Hi, The scraping process every time stucks after several minutes. It's stucks on "webpage - Level 100 - Queueing download of <21> asset files."

Can someone assist me please?

rajatomar788 commented 4 years ago

What code you are using to initiate this process? There are several factors in hanging. One could be server delay or slow server. Second could be threading problem which can't be solved via cmd. You will have to manually join all of them to unfreeze them.

TonySchneider commented 4 years ago

How do I can to manually unfreeze them? my code:

class ScrapingWrapper: def init(self, url, scraping_urls_path: str, scraping_url_directory: str, proxy: str = None): """ This class responsible to perform scraping of a given website or url and save the website content. content can be html, css, js etc.
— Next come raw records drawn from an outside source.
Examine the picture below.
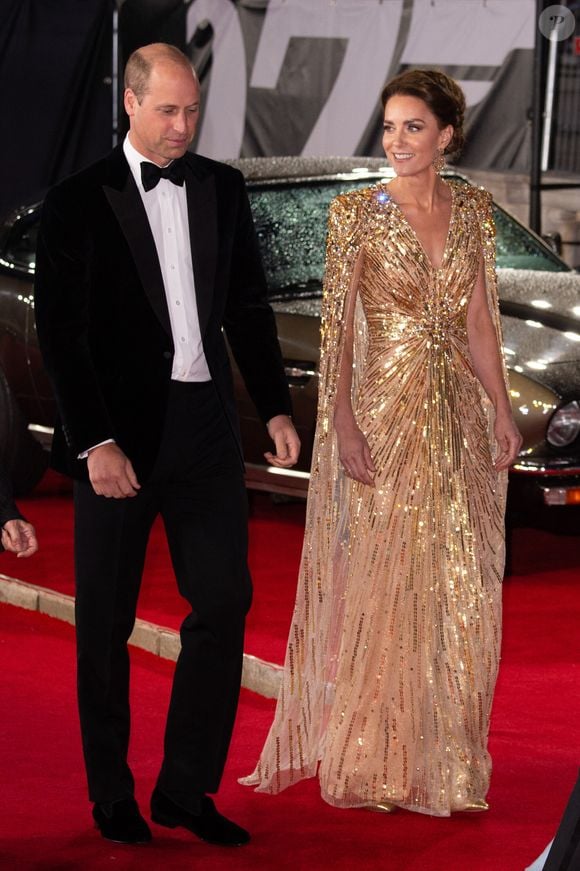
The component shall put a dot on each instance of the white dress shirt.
(166, 208)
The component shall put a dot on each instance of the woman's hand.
(508, 438)
(354, 452)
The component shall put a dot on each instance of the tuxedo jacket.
(102, 316)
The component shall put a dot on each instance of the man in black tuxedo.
(144, 260)
(17, 534)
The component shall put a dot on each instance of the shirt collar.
(135, 159)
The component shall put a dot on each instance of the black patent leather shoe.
(209, 824)
(121, 822)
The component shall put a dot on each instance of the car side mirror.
(554, 242)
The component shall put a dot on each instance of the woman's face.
(412, 136)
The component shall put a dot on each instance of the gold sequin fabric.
(394, 646)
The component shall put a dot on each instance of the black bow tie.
(151, 173)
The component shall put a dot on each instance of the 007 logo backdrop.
(303, 76)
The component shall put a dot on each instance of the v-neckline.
(415, 234)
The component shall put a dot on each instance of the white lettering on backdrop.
(447, 33)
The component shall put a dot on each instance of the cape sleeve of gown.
(484, 206)
(294, 744)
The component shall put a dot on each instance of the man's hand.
(281, 431)
(111, 473)
(19, 537)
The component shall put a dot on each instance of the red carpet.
(45, 819)
(275, 542)
(535, 743)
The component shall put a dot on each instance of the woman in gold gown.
(394, 645)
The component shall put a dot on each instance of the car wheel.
(22, 456)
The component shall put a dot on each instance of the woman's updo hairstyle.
(440, 93)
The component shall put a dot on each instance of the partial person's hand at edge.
(282, 432)
(111, 472)
(19, 537)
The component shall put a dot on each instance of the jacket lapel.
(202, 214)
(125, 201)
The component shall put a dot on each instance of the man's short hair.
(142, 60)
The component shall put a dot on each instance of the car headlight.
(564, 425)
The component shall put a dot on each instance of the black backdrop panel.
(55, 69)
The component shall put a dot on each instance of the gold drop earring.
(438, 160)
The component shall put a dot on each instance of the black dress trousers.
(197, 486)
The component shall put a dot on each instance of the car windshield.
(291, 221)
(291, 225)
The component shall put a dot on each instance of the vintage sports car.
(540, 305)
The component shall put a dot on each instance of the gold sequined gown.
(394, 646)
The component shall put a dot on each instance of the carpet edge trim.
(258, 675)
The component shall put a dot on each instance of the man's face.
(163, 124)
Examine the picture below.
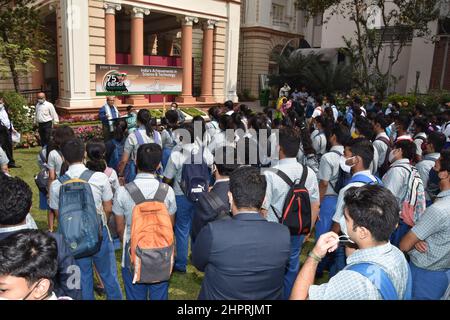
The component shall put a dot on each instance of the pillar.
(207, 62)
(186, 59)
(137, 46)
(110, 31)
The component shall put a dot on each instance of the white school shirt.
(46, 112)
(101, 188)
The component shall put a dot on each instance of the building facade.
(266, 28)
(202, 36)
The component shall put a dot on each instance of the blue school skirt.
(428, 284)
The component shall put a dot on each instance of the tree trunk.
(15, 75)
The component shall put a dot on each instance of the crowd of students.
(245, 191)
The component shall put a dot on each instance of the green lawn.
(182, 286)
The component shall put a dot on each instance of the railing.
(280, 23)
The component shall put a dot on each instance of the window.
(278, 18)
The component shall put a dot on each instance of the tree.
(312, 71)
(22, 39)
(400, 19)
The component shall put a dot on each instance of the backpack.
(381, 280)
(131, 169)
(116, 155)
(41, 179)
(386, 165)
(79, 222)
(343, 177)
(211, 208)
(152, 238)
(414, 204)
(296, 213)
(194, 177)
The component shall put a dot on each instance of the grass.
(182, 286)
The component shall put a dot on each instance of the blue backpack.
(194, 177)
(116, 155)
(131, 170)
(79, 223)
(380, 279)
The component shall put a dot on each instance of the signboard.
(123, 79)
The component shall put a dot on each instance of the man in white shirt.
(45, 117)
(6, 130)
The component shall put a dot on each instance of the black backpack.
(386, 165)
(343, 177)
(296, 213)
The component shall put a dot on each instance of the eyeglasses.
(345, 239)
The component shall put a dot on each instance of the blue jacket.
(66, 263)
(243, 258)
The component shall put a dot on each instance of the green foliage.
(312, 71)
(193, 112)
(22, 39)
(21, 114)
(366, 46)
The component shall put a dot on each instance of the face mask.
(391, 156)
(342, 163)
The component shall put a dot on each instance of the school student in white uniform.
(104, 260)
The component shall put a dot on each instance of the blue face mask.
(433, 177)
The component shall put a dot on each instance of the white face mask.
(344, 166)
(391, 156)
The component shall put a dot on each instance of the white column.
(231, 52)
(75, 49)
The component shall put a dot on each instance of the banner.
(123, 79)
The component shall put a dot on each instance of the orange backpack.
(152, 236)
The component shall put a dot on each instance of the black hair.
(409, 149)
(363, 148)
(15, 200)
(421, 123)
(445, 160)
(172, 118)
(438, 140)
(29, 254)
(381, 120)
(403, 120)
(201, 134)
(289, 141)
(73, 150)
(224, 167)
(229, 104)
(226, 122)
(214, 113)
(342, 134)
(374, 208)
(248, 187)
(96, 150)
(59, 136)
(364, 127)
(120, 130)
(148, 157)
(145, 118)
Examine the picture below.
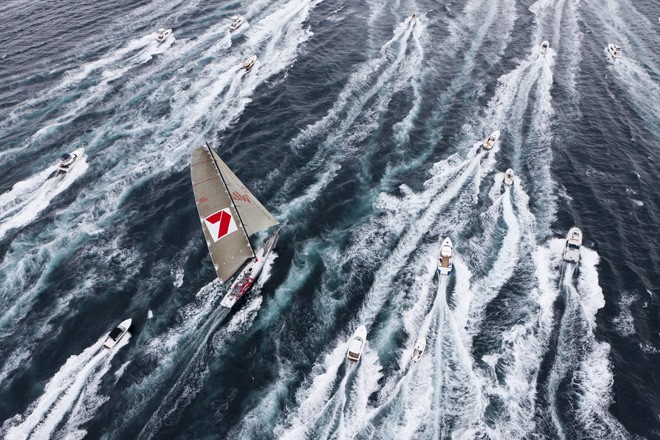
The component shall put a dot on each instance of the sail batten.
(227, 222)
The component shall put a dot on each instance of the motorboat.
(117, 333)
(614, 51)
(573, 243)
(508, 177)
(247, 65)
(163, 34)
(357, 343)
(420, 345)
(445, 264)
(67, 160)
(236, 22)
(491, 140)
(246, 278)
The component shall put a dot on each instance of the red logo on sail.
(220, 223)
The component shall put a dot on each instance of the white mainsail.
(229, 213)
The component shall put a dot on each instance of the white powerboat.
(247, 65)
(163, 34)
(508, 177)
(491, 140)
(117, 333)
(236, 22)
(573, 243)
(357, 343)
(246, 278)
(420, 345)
(445, 264)
(68, 159)
(614, 51)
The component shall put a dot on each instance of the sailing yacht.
(230, 215)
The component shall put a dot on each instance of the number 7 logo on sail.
(220, 223)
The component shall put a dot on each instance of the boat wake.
(67, 397)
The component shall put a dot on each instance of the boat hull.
(356, 344)
(573, 244)
(249, 275)
(117, 334)
(63, 168)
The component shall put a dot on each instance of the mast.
(231, 199)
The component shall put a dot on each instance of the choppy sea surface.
(359, 127)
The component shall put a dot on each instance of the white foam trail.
(589, 363)
(80, 374)
(184, 387)
(27, 199)
(507, 258)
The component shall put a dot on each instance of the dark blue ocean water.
(359, 128)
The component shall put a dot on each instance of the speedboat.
(420, 345)
(614, 51)
(508, 177)
(445, 264)
(115, 335)
(67, 160)
(356, 346)
(573, 243)
(163, 34)
(236, 22)
(247, 65)
(490, 141)
(245, 280)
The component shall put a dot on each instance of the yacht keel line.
(230, 215)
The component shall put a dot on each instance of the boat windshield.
(356, 346)
(115, 333)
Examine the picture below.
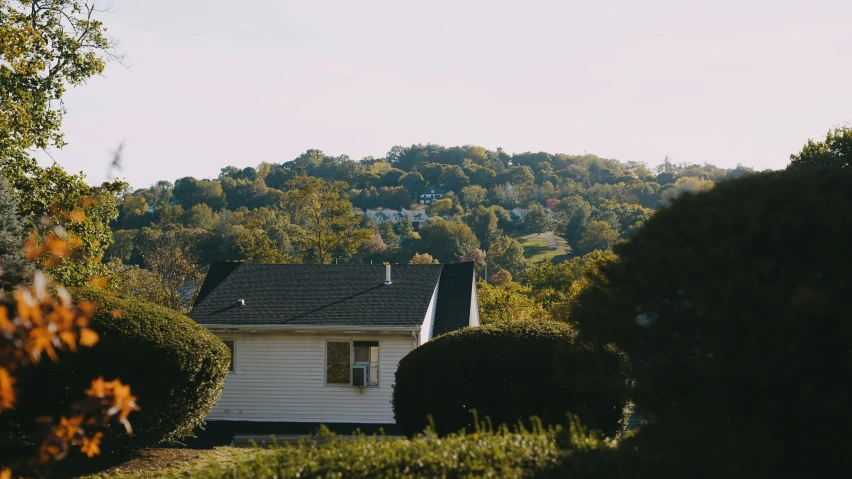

The class can work with proxy server.

    :param url: given website to scrape
    :param scraping_urls_path: main or root directory to save the website's content
    :param scraping_url_directory: sub directory under the main to save the content
    :param proxy: proxy server which can be used for scraping
    """
    logging.info(f"Processing request to scarping url {url}")
    self.url = url
    self.scraping_urls_path = scraping_urls_path
    self.scraping_url_directory = scraping_url_directory
    self.artifact_directory = self.scraping_urls_path + self.scraping_url_directory

    self.scraping_status = False
    self._config = self.__setup_config()

    if type(self._config) == pywebcopy.configs.ConfigHandler:
        self._web_page = pywebcopy.WebPage()
        self._session_status = self.__open_scarping_session(proxy)

        if self._session_status:
            self.scraping_status = self.__perform_scraping_all_files()

    logging.info(f"Scrapping has been performed for '{self.url}' and ended with result '{self.scraping_status}'")

@ExceptionDecorator(exceptions=[requests.exceptions.MissingSchema])
def __setup_config(self) -> pywebcopy.configs.ConfigHandler:
    """
    This method responsible to configured "pywebcopy"
    :return:
    """
    return pywebcopy.config.setup_config(self.url, self.scraping_urls_path, self.scraping_url_directory, bypass_robots=True, over_write=True)

@retry(exceptions=(requests.exceptions.HTTPError, requests.exceptions.RequestException), tries=3, delay=2, jitter=2)
@ExceptionDecorator(exceptions=[requests.exceptions.HTTPError, requests.exceptions.RequestException, pywebcopy.exceptions.AccessError])
def __open_scarping_session(self, proxy: str = None) -> bool:
    """
    This method responsible to create connection with the requested url with "pywebcopy"

    :param proxy: proxy server
    :return: bool - True OR exception from "ExceptionDecorator"
    """
    self._web_page.get(self.url, proxies={"http": proxy, "https": proxy}, verify=False, timeout=30)
    return True

@retry(exceptions=(requests.exceptions.HTTPError, requests.exceptions.RequestException), tries=3, delay=2, jitter=2)
@ExceptionDecorator(exceptions=[requests.exceptions.HTTPError, requests.exceptions.RequestException, ValueError])
def __perform_scraping_all_files(self) -> bool:
    """
    This method responsible to scrape the requested website

    :return: bool - True OR exception from "ExceptionDecorator"
    """
    self._web_page.save_html()
    self._web_page.save_complete()
    return True

I'm just creating an object with URL. for example - https://walla.co.il/

rajatomar788 commented 4 years ago

The threads are stored in _threads attribute of the WebPage object. So just iterate over them and join them like any thread.

rajatomar788 commented 4 years ago

Also use only one method save_webpage

@retry(exceptions=(requests.exceptions.HTTPError, requests.exceptions.RequestException), tries=3, delay=2, jitter=2)
@ExceptionDecorator(exceptions=[requests.exceptions.HTTPError, requests.exceptions.RequestException, ValueError])
def __perform_scraping_all_files(self) -> bool:
    """
    This method responsible to scrape the requested website

    :return: bool - True OR exception from "ExceptionDecorator"
    """
    return self._web_page.save_complete()
rajatomar788 commented 4 years ago

If you want objective type interface then you should definitely try the pywebcopy 7 beta version here http://github.com/rajatomar788/pywebcopy7 it has WebPage object implemented for this use case.

TonySchneider commented 4 years ago

@rajatomar788 Great will check it. Thanks.

rajatomar788 commented 4 years ago

This could be a simple hack. For everyone searching for solution in future it should do the trick.


# start the saving process
self._web_page.save_complete()

# join the sub threads
for t in self._web_page._threads:
    if t.is_alive():
          t.join(timeout=1)

# location of the html file written 
return self._web_page.file_path